In The News South Africa

Davies fails to do the numbers on the draft Liquor bill, says DA

CAPE TOWN, February 12 (ANA) – Trade and Industry Minister Rob Davies is being “incredibly irresponsible” by introducing the draft Liquor Amendment Bill without a proper socio-economic assessment study being carried out, the Democratic Alliance said on Sunday.

“After months of ducking and diving by the department of trade and industry (dti), the DA has received confirmation that the socio-economic assessment study on the draft Liquor Amendment Bill has not been completed, despite minister Davies’s intention to submit the bill to Cabinet within the first quarter of 2017,” DA spokesman Dean Macpherson said.

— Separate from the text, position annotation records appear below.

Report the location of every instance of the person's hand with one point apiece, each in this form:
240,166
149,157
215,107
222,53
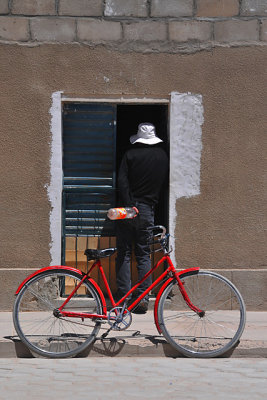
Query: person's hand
137,211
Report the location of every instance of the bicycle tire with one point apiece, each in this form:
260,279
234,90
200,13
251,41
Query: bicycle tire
49,335
211,335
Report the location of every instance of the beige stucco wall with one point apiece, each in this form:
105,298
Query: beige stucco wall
223,228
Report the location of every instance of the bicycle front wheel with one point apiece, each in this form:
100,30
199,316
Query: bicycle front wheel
39,325
211,335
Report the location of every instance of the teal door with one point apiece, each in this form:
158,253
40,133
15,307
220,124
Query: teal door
89,156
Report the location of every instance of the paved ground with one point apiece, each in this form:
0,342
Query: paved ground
147,344
133,378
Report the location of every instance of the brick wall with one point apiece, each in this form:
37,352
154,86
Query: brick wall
156,25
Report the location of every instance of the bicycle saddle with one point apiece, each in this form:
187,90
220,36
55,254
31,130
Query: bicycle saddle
93,254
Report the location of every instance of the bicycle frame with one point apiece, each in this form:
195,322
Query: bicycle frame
169,271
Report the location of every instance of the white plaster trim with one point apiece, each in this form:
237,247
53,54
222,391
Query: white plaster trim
54,189
186,118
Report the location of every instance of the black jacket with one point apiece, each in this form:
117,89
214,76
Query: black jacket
142,172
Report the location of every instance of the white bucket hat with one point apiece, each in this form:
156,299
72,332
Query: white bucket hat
146,134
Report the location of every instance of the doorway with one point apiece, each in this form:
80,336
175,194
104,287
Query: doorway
95,137
128,119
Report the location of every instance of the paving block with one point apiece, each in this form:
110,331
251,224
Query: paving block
236,30
146,31
217,8
14,28
172,8
183,31
53,29
254,7
33,7
98,30
129,8
4,7
91,8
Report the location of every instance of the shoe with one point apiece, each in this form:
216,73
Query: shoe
141,308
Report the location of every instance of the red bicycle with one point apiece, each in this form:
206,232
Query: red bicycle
200,313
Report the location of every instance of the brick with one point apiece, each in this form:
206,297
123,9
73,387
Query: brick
254,7
217,8
4,7
146,31
236,30
128,8
53,29
34,7
14,28
264,30
98,30
183,31
85,8
171,8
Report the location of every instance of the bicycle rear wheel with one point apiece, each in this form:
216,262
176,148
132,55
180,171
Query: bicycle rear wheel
37,323
211,335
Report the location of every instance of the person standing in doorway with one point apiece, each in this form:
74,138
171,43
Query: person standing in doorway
142,172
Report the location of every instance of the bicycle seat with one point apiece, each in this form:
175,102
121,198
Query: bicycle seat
93,254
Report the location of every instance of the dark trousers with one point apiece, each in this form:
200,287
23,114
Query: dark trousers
134,232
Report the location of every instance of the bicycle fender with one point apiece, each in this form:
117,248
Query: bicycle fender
65,267
189,271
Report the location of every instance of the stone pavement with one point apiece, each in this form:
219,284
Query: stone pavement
133,379
146,344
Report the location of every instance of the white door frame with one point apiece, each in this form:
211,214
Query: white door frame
186,119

The DA would therefore write to Davies, in light of these revelations, to demand that a full economic impact study be conducted urgently and that this be released to the public before the bill was submitted to Cabinet for ratification.

The public had a right to know what this bill would cost the economy and the impact it would have on job creation and sustainability, especially considering various proposals contained in the bill, he said.

According to section 7(1), no liquor licenses would be issued to petrol service stations; premises near public transport; and areas not classified for entertainment or zoned by municipalities for purposes of trading in liquor.

According to section 7(2), liquor premises had to be located at least 500 metres away from schools, places of worship, recreation facilities, rehabilitation or treatment centres, residential areas, and public institutions.

“Excluding new licenses within 500 metres of residential areas would be hugely problematic for the restaurant trade. Streets like Long Street in Cape Town, Florida Road in Durban, or Vilakazi Street in Soweto could become ghost streets because of these amendments, causing huge harm to the local economy,” Macpherson said.

“It is therefore incredibly irresponsible for minister Davies to have introduced this bill without a proper socio-economic assessment study being done. For far too long, the department of trade and industry and minister Davies have failed to produce evidence and studies to back up their bill.”

The DA would continue to push for the impact assessment report to be conducted and released to the public so that those who could be affected had the information they deserved, he said.